Yesterday's holding is one result of an ongoing dispute between Segway, Inc. and Swagway, LLC, both of which make personal transporter devices. Segway filed a complaint with the ITC against Swagway in May 2016, alleging that Swagway's use of the trademarks SWAGWAY and SWAGTRON infringe the SEGWAY marks. Swagway proposed a consent order stipulating that it would not sell or import SWAGWAY-branded personal transporter products. After a hearing, the ITC issued a decision on the merits, using the Fed Circuit's DuPont factors to find that the SWAGWAY marks infringed the SEGWAY marks, while the SWAGTRON marks did not. In a footnote, the Commission denied Swagway's proposed consent order.
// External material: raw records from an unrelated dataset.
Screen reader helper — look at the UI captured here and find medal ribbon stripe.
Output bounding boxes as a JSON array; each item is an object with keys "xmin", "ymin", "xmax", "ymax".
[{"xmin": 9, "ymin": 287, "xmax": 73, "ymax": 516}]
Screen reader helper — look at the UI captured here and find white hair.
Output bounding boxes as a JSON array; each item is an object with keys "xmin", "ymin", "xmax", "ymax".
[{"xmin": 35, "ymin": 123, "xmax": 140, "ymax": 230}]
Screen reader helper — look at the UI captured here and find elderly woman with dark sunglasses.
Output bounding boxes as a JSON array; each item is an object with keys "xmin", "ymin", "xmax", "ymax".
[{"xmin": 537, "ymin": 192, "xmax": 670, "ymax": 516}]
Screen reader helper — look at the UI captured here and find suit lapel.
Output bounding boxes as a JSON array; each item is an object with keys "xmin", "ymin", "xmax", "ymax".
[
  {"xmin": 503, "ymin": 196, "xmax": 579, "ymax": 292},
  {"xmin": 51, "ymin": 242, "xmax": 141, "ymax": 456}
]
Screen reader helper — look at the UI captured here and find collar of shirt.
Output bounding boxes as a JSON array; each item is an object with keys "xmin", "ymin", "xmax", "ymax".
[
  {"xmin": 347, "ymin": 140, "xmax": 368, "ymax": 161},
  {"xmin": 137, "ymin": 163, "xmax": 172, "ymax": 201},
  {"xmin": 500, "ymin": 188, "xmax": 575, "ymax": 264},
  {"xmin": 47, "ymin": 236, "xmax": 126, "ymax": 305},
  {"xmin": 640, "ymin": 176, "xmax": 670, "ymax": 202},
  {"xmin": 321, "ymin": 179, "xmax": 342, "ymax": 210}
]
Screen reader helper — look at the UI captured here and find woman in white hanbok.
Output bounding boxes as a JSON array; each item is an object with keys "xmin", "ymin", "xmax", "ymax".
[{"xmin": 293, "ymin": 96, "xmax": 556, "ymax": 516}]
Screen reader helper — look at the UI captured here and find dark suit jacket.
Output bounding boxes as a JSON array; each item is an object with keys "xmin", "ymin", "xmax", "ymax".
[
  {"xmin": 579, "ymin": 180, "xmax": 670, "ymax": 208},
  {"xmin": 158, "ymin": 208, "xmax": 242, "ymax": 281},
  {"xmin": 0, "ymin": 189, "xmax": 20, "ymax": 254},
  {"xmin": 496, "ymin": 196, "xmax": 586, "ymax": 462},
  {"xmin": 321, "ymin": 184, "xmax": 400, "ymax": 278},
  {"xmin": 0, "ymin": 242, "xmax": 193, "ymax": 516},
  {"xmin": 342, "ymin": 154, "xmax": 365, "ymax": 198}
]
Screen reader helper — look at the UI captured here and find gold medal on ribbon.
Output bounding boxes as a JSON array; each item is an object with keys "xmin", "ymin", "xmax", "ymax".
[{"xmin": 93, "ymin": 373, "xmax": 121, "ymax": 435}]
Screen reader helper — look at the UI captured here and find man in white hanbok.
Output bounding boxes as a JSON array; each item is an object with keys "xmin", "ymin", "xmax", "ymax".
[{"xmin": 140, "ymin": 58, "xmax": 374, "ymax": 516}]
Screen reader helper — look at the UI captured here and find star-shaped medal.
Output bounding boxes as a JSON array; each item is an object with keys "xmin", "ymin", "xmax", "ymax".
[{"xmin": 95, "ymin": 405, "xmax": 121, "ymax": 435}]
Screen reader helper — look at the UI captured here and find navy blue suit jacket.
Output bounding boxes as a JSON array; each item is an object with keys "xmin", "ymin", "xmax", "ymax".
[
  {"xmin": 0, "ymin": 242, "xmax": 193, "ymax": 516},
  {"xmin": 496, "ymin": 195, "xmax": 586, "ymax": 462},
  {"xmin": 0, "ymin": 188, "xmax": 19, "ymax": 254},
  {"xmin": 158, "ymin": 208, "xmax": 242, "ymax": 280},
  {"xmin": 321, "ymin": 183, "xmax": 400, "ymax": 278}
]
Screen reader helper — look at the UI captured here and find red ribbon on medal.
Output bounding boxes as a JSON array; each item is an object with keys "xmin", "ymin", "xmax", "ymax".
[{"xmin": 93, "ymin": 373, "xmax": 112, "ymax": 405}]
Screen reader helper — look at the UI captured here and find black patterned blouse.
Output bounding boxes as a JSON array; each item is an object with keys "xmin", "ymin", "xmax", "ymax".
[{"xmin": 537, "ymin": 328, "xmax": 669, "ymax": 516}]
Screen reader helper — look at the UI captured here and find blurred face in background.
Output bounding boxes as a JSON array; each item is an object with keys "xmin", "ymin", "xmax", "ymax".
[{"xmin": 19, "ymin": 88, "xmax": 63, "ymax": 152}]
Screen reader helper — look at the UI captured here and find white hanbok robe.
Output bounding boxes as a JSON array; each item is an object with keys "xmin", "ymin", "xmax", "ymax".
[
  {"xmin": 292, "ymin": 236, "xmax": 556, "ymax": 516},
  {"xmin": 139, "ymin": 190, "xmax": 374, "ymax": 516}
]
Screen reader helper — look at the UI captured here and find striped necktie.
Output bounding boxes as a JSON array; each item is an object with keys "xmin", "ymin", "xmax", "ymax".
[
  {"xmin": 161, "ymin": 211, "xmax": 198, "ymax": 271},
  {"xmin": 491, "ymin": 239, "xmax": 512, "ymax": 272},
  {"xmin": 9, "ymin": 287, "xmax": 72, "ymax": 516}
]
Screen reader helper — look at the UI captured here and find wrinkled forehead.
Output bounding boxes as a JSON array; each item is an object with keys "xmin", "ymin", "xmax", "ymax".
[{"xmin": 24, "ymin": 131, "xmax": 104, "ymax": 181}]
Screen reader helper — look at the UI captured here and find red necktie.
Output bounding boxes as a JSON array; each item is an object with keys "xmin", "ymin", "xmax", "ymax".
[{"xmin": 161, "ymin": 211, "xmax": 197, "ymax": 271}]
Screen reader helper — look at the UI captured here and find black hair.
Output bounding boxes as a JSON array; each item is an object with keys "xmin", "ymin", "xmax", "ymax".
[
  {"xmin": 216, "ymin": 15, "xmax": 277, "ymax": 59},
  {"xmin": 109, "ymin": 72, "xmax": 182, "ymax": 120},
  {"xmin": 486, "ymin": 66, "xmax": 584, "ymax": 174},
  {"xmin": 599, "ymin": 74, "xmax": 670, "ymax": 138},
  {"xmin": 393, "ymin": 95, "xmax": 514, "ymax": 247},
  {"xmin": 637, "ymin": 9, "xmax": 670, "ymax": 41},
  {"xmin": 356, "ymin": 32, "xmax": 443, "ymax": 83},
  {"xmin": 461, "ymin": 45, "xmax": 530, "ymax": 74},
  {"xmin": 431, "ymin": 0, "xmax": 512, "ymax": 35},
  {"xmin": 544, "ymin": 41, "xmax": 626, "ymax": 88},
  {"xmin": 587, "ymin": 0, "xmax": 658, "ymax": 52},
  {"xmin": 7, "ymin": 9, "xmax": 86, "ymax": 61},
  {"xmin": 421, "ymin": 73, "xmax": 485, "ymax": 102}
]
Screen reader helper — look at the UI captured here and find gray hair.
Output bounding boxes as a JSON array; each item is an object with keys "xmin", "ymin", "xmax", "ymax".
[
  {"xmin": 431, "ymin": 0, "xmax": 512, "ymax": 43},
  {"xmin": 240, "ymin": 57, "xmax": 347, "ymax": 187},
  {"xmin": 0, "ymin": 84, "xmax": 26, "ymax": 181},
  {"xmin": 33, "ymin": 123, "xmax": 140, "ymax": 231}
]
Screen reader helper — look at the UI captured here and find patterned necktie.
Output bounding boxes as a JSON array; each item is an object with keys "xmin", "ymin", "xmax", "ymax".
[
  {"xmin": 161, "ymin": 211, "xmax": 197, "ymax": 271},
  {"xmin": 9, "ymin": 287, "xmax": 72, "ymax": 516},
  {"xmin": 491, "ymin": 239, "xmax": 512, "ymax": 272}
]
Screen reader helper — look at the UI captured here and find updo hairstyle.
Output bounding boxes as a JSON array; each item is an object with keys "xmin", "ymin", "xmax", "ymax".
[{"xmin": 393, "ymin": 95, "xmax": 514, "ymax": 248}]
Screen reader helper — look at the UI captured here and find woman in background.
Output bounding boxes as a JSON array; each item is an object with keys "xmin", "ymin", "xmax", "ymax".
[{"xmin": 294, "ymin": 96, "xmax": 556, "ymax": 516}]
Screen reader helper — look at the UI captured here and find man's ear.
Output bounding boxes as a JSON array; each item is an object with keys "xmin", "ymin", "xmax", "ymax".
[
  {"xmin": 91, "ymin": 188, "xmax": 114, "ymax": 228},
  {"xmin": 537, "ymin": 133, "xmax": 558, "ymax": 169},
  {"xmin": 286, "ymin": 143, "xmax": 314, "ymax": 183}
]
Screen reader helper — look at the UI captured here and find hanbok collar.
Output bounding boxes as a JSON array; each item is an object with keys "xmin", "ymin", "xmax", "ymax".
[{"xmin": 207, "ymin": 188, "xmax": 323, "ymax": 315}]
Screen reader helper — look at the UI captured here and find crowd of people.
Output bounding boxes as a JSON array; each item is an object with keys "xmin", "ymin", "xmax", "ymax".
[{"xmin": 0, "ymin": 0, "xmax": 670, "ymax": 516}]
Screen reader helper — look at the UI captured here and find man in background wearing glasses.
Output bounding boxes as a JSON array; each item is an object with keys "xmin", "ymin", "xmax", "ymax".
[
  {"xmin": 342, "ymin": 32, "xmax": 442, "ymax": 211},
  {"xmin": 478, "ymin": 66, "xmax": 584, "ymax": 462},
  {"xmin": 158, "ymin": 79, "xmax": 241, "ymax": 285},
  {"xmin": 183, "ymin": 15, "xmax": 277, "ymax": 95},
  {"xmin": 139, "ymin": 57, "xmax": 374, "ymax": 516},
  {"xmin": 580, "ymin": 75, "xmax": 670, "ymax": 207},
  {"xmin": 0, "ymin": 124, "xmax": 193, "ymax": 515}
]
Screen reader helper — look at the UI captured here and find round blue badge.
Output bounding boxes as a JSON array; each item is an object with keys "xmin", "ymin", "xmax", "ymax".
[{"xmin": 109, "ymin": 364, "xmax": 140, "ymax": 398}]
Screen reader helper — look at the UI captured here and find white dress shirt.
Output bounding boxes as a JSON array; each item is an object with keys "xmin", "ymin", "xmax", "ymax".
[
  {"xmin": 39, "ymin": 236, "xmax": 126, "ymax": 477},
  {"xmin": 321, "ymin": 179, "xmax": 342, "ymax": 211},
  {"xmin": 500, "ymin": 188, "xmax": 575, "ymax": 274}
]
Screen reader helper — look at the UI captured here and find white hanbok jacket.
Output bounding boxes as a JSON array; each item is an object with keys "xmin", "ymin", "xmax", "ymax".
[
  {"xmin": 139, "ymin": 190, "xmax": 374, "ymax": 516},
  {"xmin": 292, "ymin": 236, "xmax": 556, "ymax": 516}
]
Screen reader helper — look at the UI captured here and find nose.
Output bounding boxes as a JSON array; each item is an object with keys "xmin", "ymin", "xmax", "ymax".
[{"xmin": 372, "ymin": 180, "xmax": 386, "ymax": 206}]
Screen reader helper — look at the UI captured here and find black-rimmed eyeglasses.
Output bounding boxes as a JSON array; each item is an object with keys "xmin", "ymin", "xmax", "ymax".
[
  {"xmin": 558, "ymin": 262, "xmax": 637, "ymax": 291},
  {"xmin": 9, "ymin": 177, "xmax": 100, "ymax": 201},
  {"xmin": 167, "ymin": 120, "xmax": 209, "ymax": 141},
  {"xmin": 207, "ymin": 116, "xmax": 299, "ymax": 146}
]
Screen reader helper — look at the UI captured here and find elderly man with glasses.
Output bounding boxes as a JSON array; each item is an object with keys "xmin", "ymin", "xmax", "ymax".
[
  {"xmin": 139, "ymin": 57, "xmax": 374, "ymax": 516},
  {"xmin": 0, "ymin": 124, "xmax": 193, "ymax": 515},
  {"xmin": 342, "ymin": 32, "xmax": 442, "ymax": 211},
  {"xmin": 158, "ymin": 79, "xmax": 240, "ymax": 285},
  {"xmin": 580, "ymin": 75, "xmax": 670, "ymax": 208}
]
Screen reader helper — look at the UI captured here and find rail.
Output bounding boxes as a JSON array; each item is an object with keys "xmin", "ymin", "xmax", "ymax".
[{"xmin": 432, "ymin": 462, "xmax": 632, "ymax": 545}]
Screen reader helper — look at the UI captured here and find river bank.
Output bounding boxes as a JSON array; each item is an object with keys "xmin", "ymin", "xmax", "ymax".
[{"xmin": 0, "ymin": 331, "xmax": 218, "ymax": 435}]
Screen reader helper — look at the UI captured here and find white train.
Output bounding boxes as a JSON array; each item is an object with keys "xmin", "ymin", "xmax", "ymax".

Though the ITC's decision on the merits was functionally identical to Swagway's proposed consent order, Swagway appealed the denial of the consent order. Why? Swagway was concerned that the decision on the merits would have preclusive effect on the parties' ongoing trademark infringement case in the District of Delaware, while a consent order would not. The Fed Circuit alleviated that concern. Citing its previous findings that ITC decisions on patent issues have no preclusive effect, the Fed Circuit determined that there was no reason to treat the Commission's trademark decisions any differently.

How does this jive with the Supreme Court ruling in B&B Hardware, Inc. v. Hargis Indus., Inc. that decisions by the Trademark Trial and Appeal Board (which also applies the DuPont factors to likelihood of confusion questions) can have preclusive effect over district court decisions? Time will tell...

We see no reason to differentiate between the effect of the Commission’s patent-based decisions and the Commission’s decisions regarding trademarks. ... [T]he Commission’s decisions pertaining to trademark infringement or validity are not entitled to preclusive effect in the district courts.